Violet Blue's evocative prose brings immediacy and life to her account of being a homeless runaway teenager in San Francisco in the 80s. This is a story of being repeatedly failed by those who are supposed to provide love and protection, and a story of finding and creating and protecting community in precarious circumstances, and occasionally a story about finding unlikely allies, all amidst a background of the AIDS crisis and monstrous economic inequality, in a city that she obviously loves.
My only criticism is that it became difficult for me to keep track of everyone, so when someone who hadn't been mentioned in a while was brought up again with implied importance, I often had trouble remembering them and their significance.
What a great read, a look not only into what trauma, homelessness, and loss can do to someone but what resilience looks like as well as the importance of a support system no matter what your circumstances. Violet Blue does a great job weaving in political and social commentary and educating the reader about her experiences along the way. I feel grateful to have had the opportunity to see the world through the author's eyes as I read this.
I've never read a book like this, which tells you how rarely a book comes out from the perspective of runaways or young houseless people. I identified with so much in this book and it also reminded me just how much a person's life is changed by even seemingly tiny acts of kindness.
Gripping. A raw account of a homeless teen in the late 1980's. Rough to read but very moving and heartfelt. Brought back memories of San Francisco before the Silicon Valley takeover. Definitely a page turner.
This may be one of the most visceral things I’ve ever read. Blue took me with her into the streets, warehouses, and her own worst moments. I’m in awe of her.
The homeless crisis in the U.S. is a national disgrace. This book is an honest, clear-eyed portrait of the regrettably predictable causes of homelessness (drug abuse, sexual abuse, homophobia, racism, blinkered entitlement, abandonment, bad decisions, bad luck) and it's all-too-often heartbreaking consequences (poverty, hunger, hopelessness, disease, ostracism, and death). A Fish Has No Word For Water is also a heartwarming and encouraging portrait of someone who refused to give in to her undeserved situation and fought for herself and her chosen family and friends. We will truly not be a civilized nation until we resolve as a nation to help those in need. Reading this book emphasizes that even the smallest kindness may help save a life. Highly Recommended!
Update: the audiobook is excellent -- Kira Grace is a marvelous narrator!
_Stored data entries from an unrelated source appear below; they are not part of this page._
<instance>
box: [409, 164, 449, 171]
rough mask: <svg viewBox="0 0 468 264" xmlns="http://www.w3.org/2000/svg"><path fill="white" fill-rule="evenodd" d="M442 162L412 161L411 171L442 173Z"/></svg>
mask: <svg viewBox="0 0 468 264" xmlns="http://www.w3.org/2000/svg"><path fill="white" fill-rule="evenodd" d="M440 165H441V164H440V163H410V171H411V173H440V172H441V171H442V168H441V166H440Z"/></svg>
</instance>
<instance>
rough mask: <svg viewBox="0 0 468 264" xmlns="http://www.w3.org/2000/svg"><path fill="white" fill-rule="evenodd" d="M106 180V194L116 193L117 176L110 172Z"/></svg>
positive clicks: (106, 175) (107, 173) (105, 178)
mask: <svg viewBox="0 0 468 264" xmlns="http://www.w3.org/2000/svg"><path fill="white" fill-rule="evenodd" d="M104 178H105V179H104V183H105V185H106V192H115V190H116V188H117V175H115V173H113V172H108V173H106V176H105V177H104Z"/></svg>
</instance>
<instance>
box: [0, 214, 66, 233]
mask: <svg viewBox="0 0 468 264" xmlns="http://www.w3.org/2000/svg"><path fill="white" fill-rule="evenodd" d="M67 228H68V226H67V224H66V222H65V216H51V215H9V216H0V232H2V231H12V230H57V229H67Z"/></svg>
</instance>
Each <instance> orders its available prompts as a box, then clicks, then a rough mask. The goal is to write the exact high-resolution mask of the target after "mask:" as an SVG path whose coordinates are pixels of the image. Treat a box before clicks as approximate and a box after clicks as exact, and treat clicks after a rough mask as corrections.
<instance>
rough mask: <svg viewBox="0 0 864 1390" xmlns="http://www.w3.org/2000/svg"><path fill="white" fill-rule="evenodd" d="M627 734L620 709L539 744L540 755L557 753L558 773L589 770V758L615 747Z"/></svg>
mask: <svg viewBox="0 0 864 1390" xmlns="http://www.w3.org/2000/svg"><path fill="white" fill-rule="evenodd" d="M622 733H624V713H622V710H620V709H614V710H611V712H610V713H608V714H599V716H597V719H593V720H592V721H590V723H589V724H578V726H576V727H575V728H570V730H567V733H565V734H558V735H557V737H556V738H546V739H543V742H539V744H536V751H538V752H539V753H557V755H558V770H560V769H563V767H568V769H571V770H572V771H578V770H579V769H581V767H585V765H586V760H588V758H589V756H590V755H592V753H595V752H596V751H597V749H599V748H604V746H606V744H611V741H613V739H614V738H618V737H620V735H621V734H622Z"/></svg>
This was a wild card choice from the library when I didn’t have anything at home that I wanted to read and the ones on my want-to-read list at the library all had long wait lists. I enjoyed it a lot more than I thought I would. The incredible events of Blue’s young life are jaw-dropping in their unbelievability and yet, in the very frank and unreserved way she tells it, I believe it’s 100% true. I learned so much about the reality of folks caught up in housing challenges, and all the circumstances that seem almost designed to keep them on the streets in desperation. The author’s writing shines with intelligence and creativity … it’s hard to know if her writing ability is because of her experiences on the street, or in spite of it. What I liked best about Blue’s writing is how she lays it all out, but doesn’t resort to trauma porn or guilt-shaming the reader.